Наверняка казначею уже приходилось меня видеть: его рабы или охранники остались за алтарем; сам он определенно узнал меня, коль молча, протянул мешок из телячьей кожи наполненный монетами. Принимая плату за предательство Левкона, пусть и мнимое, я удивился щедрости Гиппиаса. Золотых монет в Пантикапее не чеканили, и серебро тут было в большом почете у купцов и ремесленников. Навскидку я получил килограмм десять, что приблизительно соответствовало половине таланта11 или трем тысячам драхм12. Эллинский всадник получал драхму в день, но скифы обходились гораздо дешевле. Сколот служил тому, кто накормит его в походе, полагаясь на свою воинскую удачу и богатые трофеи, добытые на войне. Что же задумал Гиппиас? Почему предпочел нанять варваров?..
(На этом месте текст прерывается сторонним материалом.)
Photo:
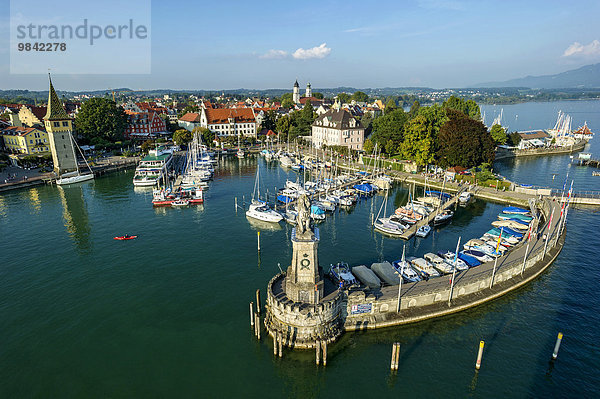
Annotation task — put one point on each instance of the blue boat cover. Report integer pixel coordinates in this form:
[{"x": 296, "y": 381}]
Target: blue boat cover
[
  {"x": 514, "y": 209},
  {"x": 469, "y": 260}
]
— Прощай скиф, — сказал казначей и, не дожидаясь моего ответа, ушел, так ловко растворился в тени, будто специально надел на себя все черное.

Небо совсем потемнело. Полчища птиц недавно гомонящих в высоких деревьях затихли. С минуту я простоял у храма, прислушиваясь, и с каждым новым звуком хватаясь за меч. Живая вереница картин, где неизвестные меня заставляют расстаться с серебром — мутная мгла видений, тревожность таяли, и уже через сотню шагов я, расплескав все страхи, остановился, правда, теперь от досады: Все же нужно было взять с собой Лида! Хотя бы для того, чтобы не тащить этот чертов мешок самому. Быть может, "страх" в этом случае не в меру сильное слово, но в данный момент я отчетливо осознаю — все мое беспокойство от того, что эти деньги мне необходимы. Владыка щедр на подарки по пустяковым поводам, но монет сам не имеет. Кое-что из его даров Лид уже продал, но вырученные за золотые безделушки диоболы мы уже прогуляли. Просьба царя пришлась очень кстати, и я намерен сделать все, чтобы не разочаровать Левкона. А для этого мне нужны деньги, большие деньги! Вот почему при вербовке Гиппиасом я не очень упорствовал, а точнее — совсем. Какую цель он преследует? Я не знаю, но если поразмыслить, то самым очевидным мне видится отдаление моей особы от царя. За такие деньги?! Боюсь, что у меня не найдется подходящего товара, чтобы самому выудить такую сумму. С другой стороны не будь у меня подходящего товара, стал бы Гиппиас платить? Я механично беру в свободную руку молоточек и колочу в дверь. Ну конечно: Андроник уводит из полиса гоплитов и царь остается совсем один перед сворой аристопилитов! Лид открывает дверь, а я в тот момент уже решил задержаться в Пантикапее.

Через пять минут я нахожусь в столь желанной комнате на самом верхнем этаже, окидываю взглядом обстановку и убеждаюсь, что она более или менее соответствует тому к чему я уже привык. Под квадратным отверстием в стене прикрытом на ночь ставней, стоит на четырех резных львиных лапах ложе. На нем вздулся набитый соломой матрац. Для меня все это великолепие накрыли чистым холстом. В углу спаленки притаился низкий трехногий столик для трапезы, который легко может быть перенесен к лежбищу, под ним чистый горшок для туалета и бочка литров на двадцать, наполненная водой — у стены.

Мешок с серебром, пояс и меч я сую под ложе, с удовольствием снимаю сандалии и, не вымыв ног, присаживаюсь на постель, снова возвращаюсь к мыслям о положении Левкона.